Reopening - the original commit was reverted because it could crash ( https://llvm.org/PR49730 ).

This revision is now accepted and ready to land.Mar 26 2021, 11:41 AM
spatel updated this revision to Diff 333602.Mar 26 2021, 11:48 AM
spatel added a reviewer: mkazantsev.

Patch updated:
This version includes a change to create min/max intrinsics only if we started by matching min/max intrinsics. We continue to create cmp+select if the original code matched that pattern. This avoids the crashing seen in PR49730. Hopefully, we can remove all of the select matching/creation after we canonicalize to the intrinsics.

We could pull the new part of this patch into an NFC-preliminary commit, but I could not find a way to show a test difference from that part alone.
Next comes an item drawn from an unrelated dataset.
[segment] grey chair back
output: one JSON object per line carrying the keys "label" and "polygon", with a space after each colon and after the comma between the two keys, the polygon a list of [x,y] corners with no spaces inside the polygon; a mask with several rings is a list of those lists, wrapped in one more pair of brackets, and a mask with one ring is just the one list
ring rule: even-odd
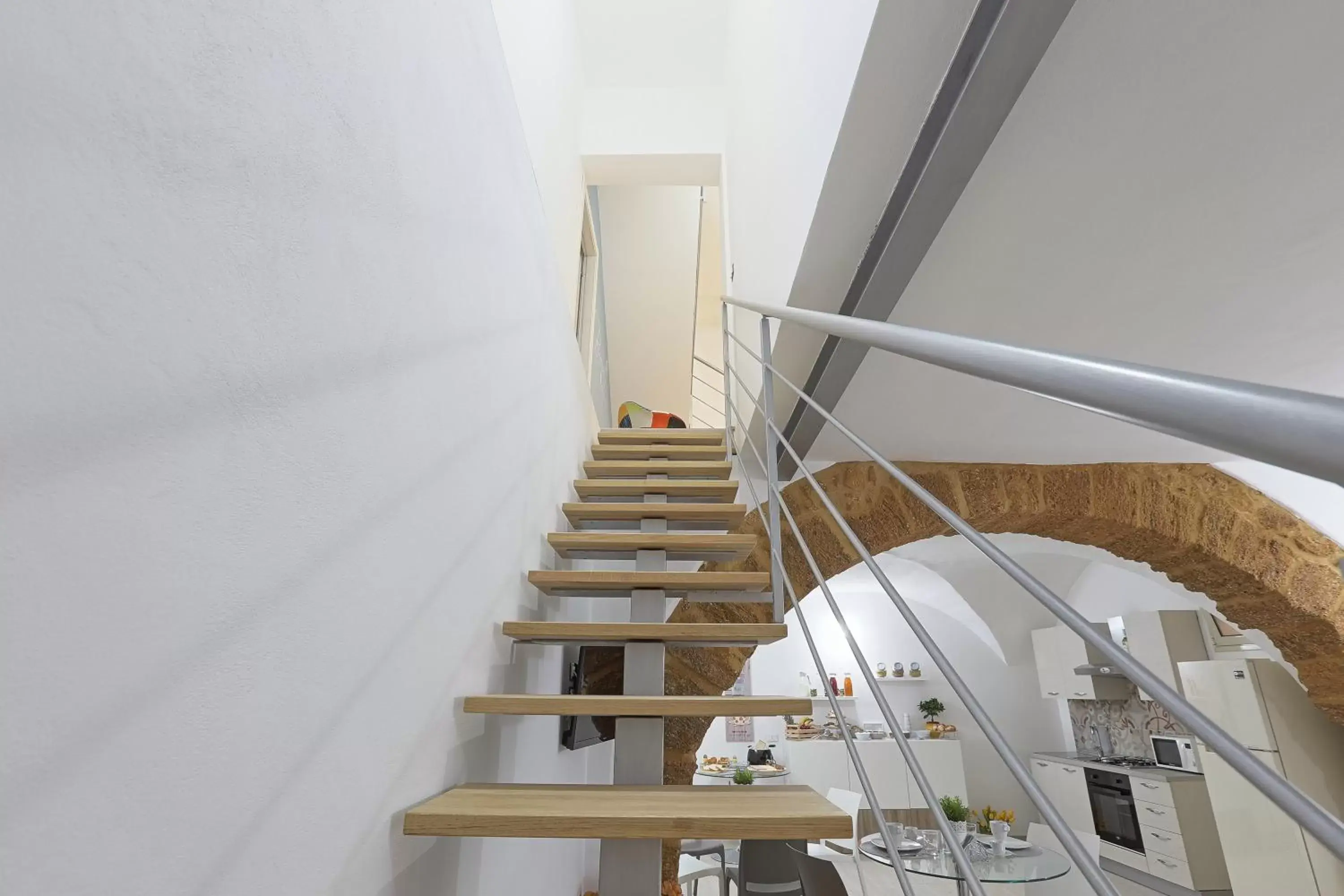
{"label": "grey chair back", "polygon": [[800,849],[789,844],[789,853],[793,854],[793,864],[798,869],[804,896],[848,896],[835,864],[809,856],[806,846]]}
{"label": "grey chair back", "polygon": [[802,896],[790,848],[806,852],[808,844],[802,840],[743,840],[738,892],[742,896]]}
mkazantsev added a comment.EditedMar 28 2021, 10:25 PM

I confirm that with this version of patch the original failure is gone. For me it looks fine, but I'm not a compitent reviewer to approve it because I don't know SLP well enough. Thanks!

RKSimon accepted this revision.Mar 29 2021, 3:54 AM

LGTM

I confirm that with this version of patch the original failure is gone. For me it looks fine, but I'm not a compitent reviewer to approve it because I don't know SLP well enough. Thanks!

Thanks again for fuzz testing this! I can't say if there are more corner-cases that I haven't accounted for.
If we can't get this right, an alternative approach would be to give up on trying to handle both forms (cmp+select and intrinsic) of min/max. We could change SLP to only recognize min/max intrinsics simultaneously with the patch for instcombine that canonicalizes to those forms.